The package of chips would have enabled the first use of next-generation Rambus memory in PCs Monday. Although the bugs have caused delays, several OEM (Original Equipment Manufacturer) reinforced Rambus' according to their company's release. Intel and Rambus are working along with other OEMs to resolve the problems, which are related to the combination of the memory system components, module configurations, and motherboard designs in the chipset.

"Intel believes RDRAM is the memory solution that will provide the best performance with today's high-performance microprocessors," the company said. Toshiba and Dell also reaffirmed their belief in Rambus' memory architecture. RDRAM is Rambus-made DRAM, the most common type of computer memory.

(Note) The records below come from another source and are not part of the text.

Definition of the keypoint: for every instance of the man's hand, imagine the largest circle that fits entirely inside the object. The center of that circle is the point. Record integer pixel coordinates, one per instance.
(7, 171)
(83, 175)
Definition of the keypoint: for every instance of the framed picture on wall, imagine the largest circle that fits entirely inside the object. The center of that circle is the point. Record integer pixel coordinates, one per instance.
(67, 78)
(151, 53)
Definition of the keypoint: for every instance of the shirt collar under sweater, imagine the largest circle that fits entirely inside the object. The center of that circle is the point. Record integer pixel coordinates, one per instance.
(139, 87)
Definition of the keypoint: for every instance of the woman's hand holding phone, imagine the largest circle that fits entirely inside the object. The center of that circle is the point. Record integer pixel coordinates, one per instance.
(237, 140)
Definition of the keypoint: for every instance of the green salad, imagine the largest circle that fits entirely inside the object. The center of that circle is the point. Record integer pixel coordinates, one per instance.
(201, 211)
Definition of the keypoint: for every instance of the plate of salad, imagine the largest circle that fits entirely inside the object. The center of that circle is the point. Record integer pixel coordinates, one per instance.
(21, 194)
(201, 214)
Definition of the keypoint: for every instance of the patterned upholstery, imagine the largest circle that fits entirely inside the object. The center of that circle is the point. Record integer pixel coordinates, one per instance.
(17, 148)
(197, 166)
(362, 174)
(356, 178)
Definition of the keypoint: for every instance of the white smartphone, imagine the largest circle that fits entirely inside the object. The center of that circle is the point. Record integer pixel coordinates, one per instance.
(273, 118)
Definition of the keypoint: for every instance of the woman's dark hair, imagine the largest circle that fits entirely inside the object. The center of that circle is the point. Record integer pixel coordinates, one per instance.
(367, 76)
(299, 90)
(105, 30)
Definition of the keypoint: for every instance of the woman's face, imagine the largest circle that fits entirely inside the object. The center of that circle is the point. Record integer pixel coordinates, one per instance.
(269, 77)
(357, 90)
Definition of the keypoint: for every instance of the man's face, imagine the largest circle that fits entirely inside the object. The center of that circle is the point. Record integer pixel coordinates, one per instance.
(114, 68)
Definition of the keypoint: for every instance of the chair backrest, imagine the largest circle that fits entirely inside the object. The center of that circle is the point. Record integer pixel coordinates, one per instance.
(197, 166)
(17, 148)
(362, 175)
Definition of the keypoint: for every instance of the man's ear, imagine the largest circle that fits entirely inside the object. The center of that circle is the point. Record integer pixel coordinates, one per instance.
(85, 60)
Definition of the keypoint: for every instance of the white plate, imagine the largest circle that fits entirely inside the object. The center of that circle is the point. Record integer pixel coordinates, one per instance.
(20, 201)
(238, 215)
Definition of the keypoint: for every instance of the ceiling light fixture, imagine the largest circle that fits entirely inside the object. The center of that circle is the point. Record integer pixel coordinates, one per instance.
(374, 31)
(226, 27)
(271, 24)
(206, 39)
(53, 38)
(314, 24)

Analysts aren't buying it. BancBoston Robertson Stephens analyst Daniel T. Niles downgraded Rambus, Friday from a "buy" to "long-term attractive," reasoning that "the company's infrastructure for a large-volume transition to new technology will take longer to build than anticipated."

"The current version of Intel's Camino chip-set, which supports Rambus, has bugs and could potentially be delayed yet again," Niles added. "In our view, the slow growth of the high-end PC market and the spiking DRAM picture is also negative for Rambus. Especially with the Taiwan earthquake problems and already high DRAM prices, it is unlikely that PC OEM's would pay even more for Rambus product."

"We believe that most PC OEMs are now planning to adopt Rambus in first-quarter 2000 at the earliest," said Niles. "We believe first-quarter 2000 RDRAM volume for PCs could be 1 to 2 percent."